Decarbonising Chemicals: A comparative assessment

Emissions, Petrochemicals, Financial Risk & Reward, Shareholder Engagement, Transparency & Traceability, Equity

The chemical industry produces the building blocks of modern life, from plastics and fertilisers to semiconductors. Its transition matters not just for its own emissions, but because it sits upstream of almost every sector’s decarbonisation effort. This makes the sector’s transition critical to economy-wide decarbonisation.

The transition to a Net Zero future is one of the major challenges the chemical industry is currently facing. Overall, the sector is not aligned to the Paris goal of “well-below 2°C”, but there is a wide range of alignment within the sector, showing that transition ambition is feasible.

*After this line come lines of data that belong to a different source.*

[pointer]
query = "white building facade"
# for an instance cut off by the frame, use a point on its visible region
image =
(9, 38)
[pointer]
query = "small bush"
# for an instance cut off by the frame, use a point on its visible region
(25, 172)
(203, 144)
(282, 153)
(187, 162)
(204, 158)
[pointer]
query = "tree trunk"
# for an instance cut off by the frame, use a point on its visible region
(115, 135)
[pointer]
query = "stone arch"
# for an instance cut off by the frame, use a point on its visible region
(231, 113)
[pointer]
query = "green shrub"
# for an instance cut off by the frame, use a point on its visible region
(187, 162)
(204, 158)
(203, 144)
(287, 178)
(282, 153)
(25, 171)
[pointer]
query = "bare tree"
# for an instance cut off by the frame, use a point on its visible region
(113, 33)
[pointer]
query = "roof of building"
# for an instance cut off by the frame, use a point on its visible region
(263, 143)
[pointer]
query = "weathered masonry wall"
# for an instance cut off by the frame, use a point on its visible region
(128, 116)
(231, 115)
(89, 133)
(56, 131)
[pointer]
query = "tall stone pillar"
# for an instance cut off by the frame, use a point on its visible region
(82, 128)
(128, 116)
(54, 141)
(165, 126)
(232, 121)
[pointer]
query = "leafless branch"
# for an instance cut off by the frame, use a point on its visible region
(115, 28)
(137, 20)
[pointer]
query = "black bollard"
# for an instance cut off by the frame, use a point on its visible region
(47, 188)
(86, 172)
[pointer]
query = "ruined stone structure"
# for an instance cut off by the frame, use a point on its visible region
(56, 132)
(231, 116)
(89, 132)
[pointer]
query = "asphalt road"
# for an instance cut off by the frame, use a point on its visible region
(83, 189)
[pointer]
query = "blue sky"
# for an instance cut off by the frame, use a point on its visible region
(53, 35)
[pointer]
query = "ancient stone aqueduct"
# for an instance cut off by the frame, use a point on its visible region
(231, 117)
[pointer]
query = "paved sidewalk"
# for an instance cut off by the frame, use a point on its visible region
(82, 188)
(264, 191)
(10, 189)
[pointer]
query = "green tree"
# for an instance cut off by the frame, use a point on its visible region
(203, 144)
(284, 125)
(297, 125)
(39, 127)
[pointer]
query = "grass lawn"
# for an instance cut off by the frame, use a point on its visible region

Planet Tracker compares the climate transition plans of eight leading chemical companies covered by the Climate Action 100+ list: Air Liquide, BASF, Bayer, Dow, Dyno Nobel, LyondellBasell, SABIC, and Toray. The comparison spans target ambition and performance, governance, policy engagement, risk management, and capital alignment, aiming to provide investors and stakeholders with a cross-company view of who is leading, who is lagging, and where the critical gaps are.

Having analysed the climate transition plans of these companies over the last three years, their journey shows a mixed picture, with companies showing some areas of improvement but also areas where they went backwards.

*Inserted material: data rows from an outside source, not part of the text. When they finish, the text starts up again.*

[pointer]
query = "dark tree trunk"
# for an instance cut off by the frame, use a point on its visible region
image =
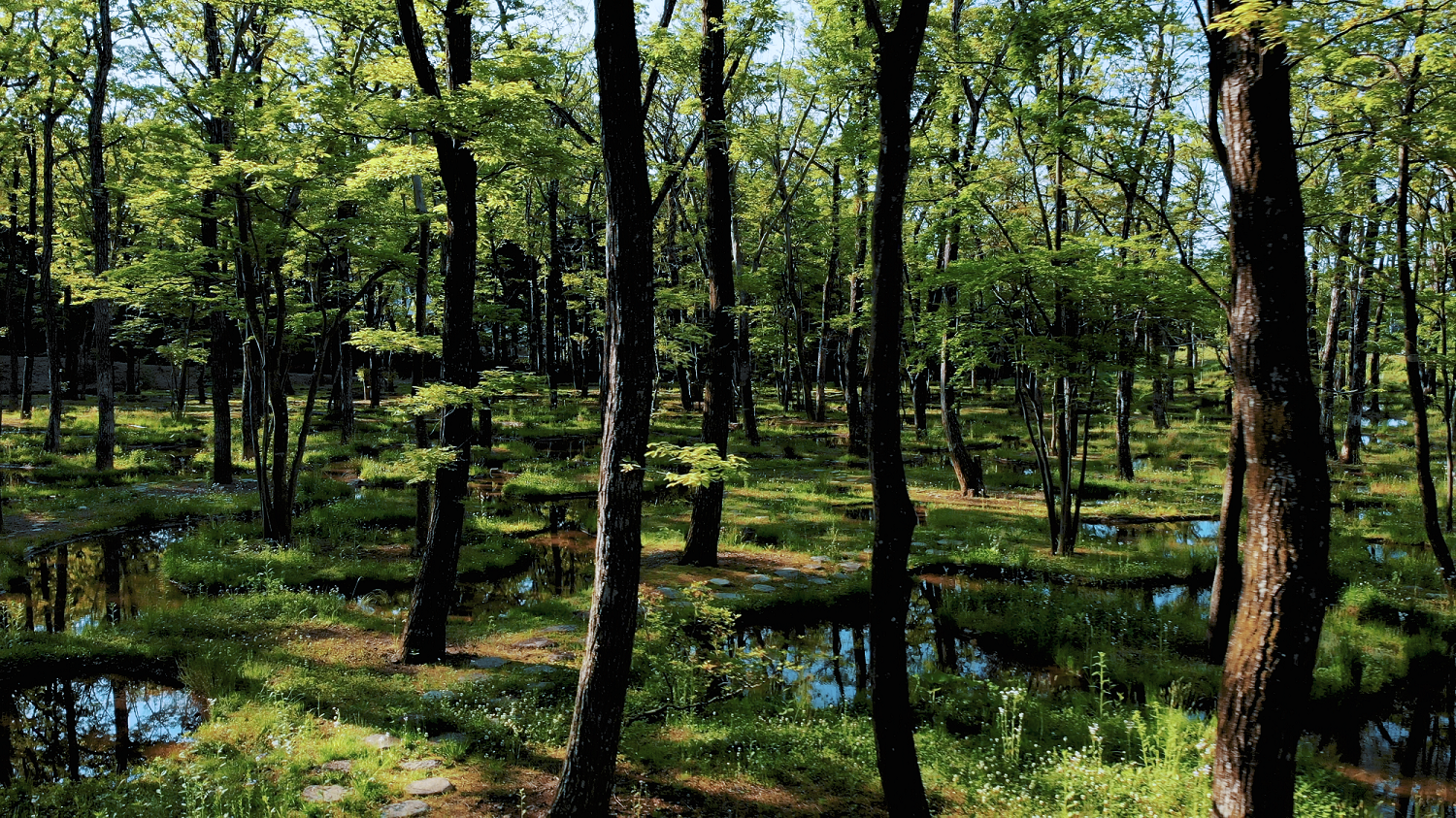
(1272, 649)
(897, 52)
(1330, 348)
(1411, 322)
(718, 399)
(424, 637)
(588, 773)
(101, 245)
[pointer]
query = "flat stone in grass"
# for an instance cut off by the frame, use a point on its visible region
(323, 794)
(405, 809)
(430, 786)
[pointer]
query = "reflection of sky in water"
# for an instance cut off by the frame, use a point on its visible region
(41, 741)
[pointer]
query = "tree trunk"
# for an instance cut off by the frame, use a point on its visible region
(101, 245)
(708, 501)
(1228, 573)
(1272, 651)
(588, 773)
(897, 54)
(424, 637)
(1411, 322)
(1330, 348)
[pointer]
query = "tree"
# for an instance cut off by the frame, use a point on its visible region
(718, 265)
(588, 773)
(1272, 651)
(897, 52)
(424, 637)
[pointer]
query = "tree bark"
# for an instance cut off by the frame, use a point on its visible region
(101, 245)
(718, 399)
(1228, 573)
(897, 54)
(596, 724)
(1411, 323)
(424, 637)
(1272, 651)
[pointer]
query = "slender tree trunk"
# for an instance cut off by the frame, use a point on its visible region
(52, 320)
(1273, 645)
(588, 773)
(708, 501)
(424, 637)
(1330, 348)
(897, 54)
(1359, 331)
(1411, 320)
(101, 245)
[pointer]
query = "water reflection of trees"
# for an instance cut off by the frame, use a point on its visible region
(69, 730)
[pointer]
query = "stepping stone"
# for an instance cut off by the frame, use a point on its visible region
(430, 786)
(323, 794)
(405, 809)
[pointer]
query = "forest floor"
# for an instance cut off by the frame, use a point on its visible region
(249, 678)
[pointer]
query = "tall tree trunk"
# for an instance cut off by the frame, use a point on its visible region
(424, 637)
(1411, 323)
(1330, 348)
(101, 245)
(1272, 651)
(1228, 573)
(718, 399)
(588, 773)
(52, 320)
(897, 54)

Compared to Planet Tracker’s 2025 assessment, progress on the sector’s core challenges remains limited. Scope 3 emissions represent between 70% and 84% of total sector emissions but are still largely unaddressed, while the link between capital allocation and measurable abatement remains unclear. Most notably, disclosure quality has deteriorated in some cases, signalling a growing gap between stated ambition and transparent, accountable transition strategies.

Analysis of the companies’ transition plans shows that:

  • In 2025, leading the pack is Dyno Nobel, the only company that we assess as being compliant with the Paris goal of “well below 2°C” – indeed, we assess it as aligned with 1.5°C. At the other end of the scale, Dow and SABIC remain on 3°C pathways, characterised by modest operational targets, absent Scope 3 commitments and, in SABIC’s case, a regression in disclosure transparency.
  • SABIC represents the most concerning trajectory, with Scope 3 reporting having completely ceased, eliminating potential accountability for 70% of the company’s total footprint.

The findings underline a growing challenge for investors and policymakers: distinguishing between stated ambition and deliverable transition strategies.

In conclusion, some companies are proving that a credible transition is achievable, while others are weakening disclosure, missing key emissions sources, or relying on targets that fall short of what science requires.

For investors, the implication is clear: climate credibility in the chemical sector can no longer be assessed on commitments alone. It requires scrutiny of three fundamentals: portfolio alignment, capital allocation, and the coverage of emissions targets. Without these, net-zero ambitions risk remaining largely theoretical.